If a self cross is weak the chromo will get weeded out naturally; and if the chromo is strong it will proliferate more quickly than if you didn't allow a self cross.

If you try the following it may improve your results:

def selectFittest (fitnessScores, rankedChromos):
  #while 1 == 1: # ensure that the chromosomes selected for breeding are have different indexes in the population
  index1 = roulette (fitnessScores)
  index2 = roulette (fitnessScores)
  #if index1 == index2:
  #continue
  #else:
  #break


  ch1 = rankedChromos[index1] # select  and return chromosomes for breeding 
  ch2 = rankedChromos[index2]
  return ch1, ch2

Regards Darren.

David Adler (author) 11 years, 1 month ago  # | flag

hi Darren,

Fair point, I haven't tested which one is more efficient but these are the reasons i did it the way i did:

  1. from a biological perspective you can't cross the same gene with itself
  2. we use elitism anyway so perhaps less concern about eliminating good ones and more conern about introducing variation
  3. I originally introduced it for debugging
deep 10 years, 3 months ago  # | flag

Hii David

How to implement Genetic Algorithm for classifying Biological database which contain DNA string??
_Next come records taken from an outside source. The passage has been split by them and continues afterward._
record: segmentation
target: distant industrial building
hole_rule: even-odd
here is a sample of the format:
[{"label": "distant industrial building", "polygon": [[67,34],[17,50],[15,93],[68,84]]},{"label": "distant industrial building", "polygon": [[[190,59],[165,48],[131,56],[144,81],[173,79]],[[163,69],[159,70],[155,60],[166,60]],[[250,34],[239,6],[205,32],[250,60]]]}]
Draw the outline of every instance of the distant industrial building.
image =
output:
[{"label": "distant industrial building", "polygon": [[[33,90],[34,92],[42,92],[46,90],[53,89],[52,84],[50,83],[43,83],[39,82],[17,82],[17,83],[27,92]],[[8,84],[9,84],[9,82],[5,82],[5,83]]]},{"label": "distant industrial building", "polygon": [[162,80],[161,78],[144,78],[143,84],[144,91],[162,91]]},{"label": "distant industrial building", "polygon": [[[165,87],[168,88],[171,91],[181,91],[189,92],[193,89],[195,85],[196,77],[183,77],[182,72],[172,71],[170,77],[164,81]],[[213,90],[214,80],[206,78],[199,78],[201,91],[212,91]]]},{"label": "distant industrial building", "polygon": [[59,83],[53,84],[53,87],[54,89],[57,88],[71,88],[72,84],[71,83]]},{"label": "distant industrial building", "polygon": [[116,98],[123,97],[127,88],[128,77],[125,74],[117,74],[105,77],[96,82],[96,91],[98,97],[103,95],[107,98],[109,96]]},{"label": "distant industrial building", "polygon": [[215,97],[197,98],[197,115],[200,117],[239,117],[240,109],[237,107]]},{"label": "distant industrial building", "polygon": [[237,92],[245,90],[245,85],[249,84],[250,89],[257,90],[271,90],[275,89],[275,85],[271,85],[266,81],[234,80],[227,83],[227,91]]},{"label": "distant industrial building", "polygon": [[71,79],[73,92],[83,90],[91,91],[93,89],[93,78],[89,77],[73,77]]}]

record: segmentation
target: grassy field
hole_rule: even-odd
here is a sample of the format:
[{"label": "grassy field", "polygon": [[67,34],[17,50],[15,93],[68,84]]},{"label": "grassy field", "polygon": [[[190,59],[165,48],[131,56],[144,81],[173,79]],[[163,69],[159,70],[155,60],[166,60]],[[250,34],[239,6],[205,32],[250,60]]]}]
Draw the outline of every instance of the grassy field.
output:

samuel ilesanmi 7 years, 8 months ago  # | flag

HI david, can you help on "python implementation of genetic algorithm for student performance system in lets say computer science department

its a for a final year project, i'd appreciate if you can help out. Thanks

Dillan Campbell 7 years, 6 months ago  # | flag

how would oi go about making it so i can visually see the process instead of having it close as soon as it is done?